Ein Justizskandal? Ein Grund zur Freude? Beides ist zu bestreiten. Obwohl das Video einen enormen Beitrag geleistet hat, Korruption in diesem Land bekämpfen zu können, ist Hessenthaler keiner, dem man einen Orden umhängen muss. Und sollte er mit Drogen gedealt haben, dann ist dies jedenfalls zu verurteilen.

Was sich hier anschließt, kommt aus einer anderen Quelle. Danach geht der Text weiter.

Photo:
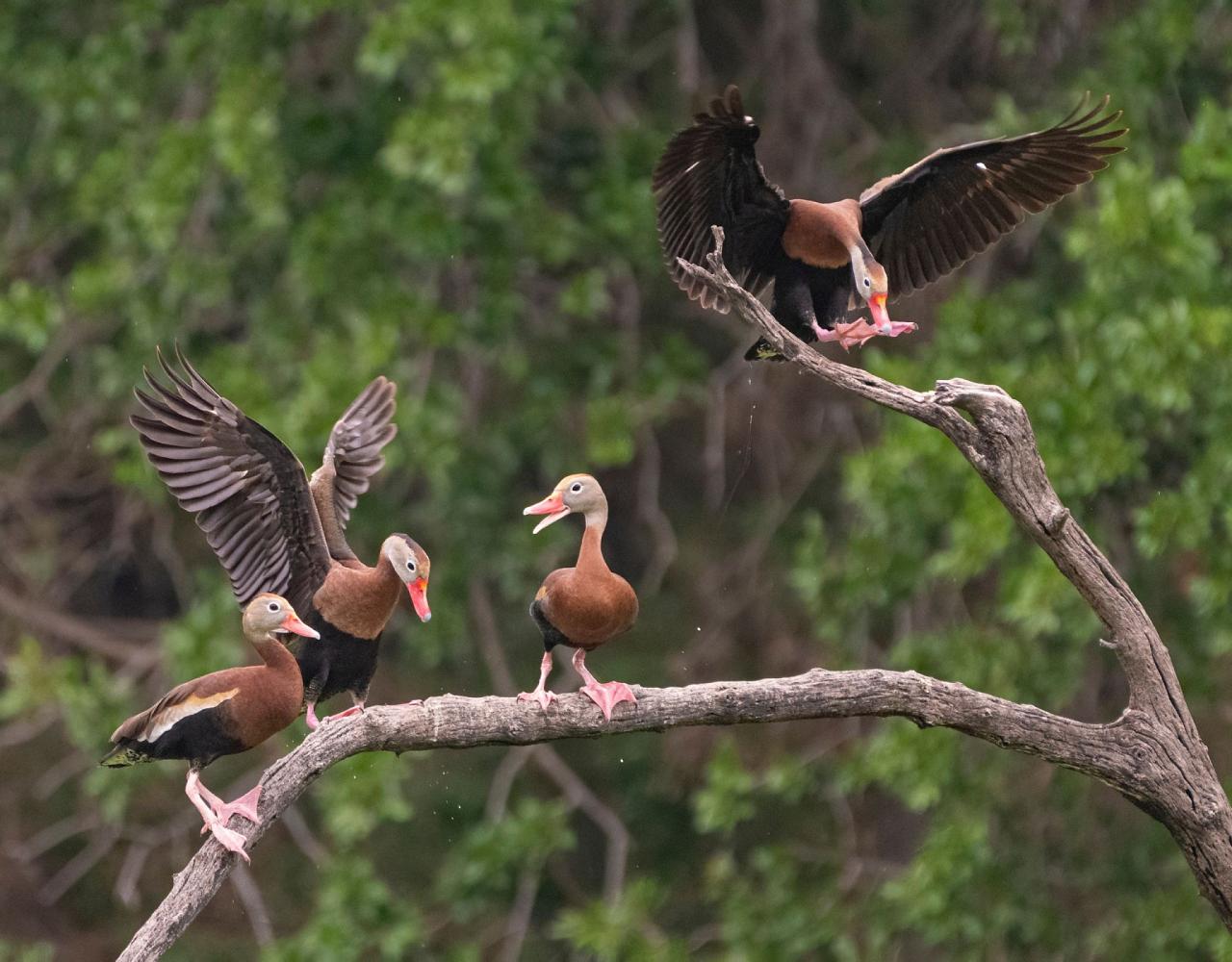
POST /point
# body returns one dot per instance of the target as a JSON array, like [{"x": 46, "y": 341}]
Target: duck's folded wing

Doch war es auch so? Hat Hessenthaler Kokain verkauft oder waren die Vorwürfe gegen ihn konstruiert? Dass Hessenthaler und seine Anwälte Letzteres behaupten, ist aus ihrer Sicht nachvollziehbar. Das starke Engagement der Sonderermittler der Polizei unmittelbar nach dem Ausstrahlen des Videos, der Prozessverlauf selbst mit sich widersprechenden Zeugen – einer davon bekam sogar Geld von einem Lobbyisten des Glückspielkonzerns Novomatic („Novomatic zahlt alle“) – lassen einen irritiert zurück.
Doch noch gilt: Das Urteil ist nicht rechtskräftig. Die Folgen von Ibiza sind noch nicht aufgearbeitet. Die Unabhängigkeit der Justiz muss immer wieder erkämpft werden.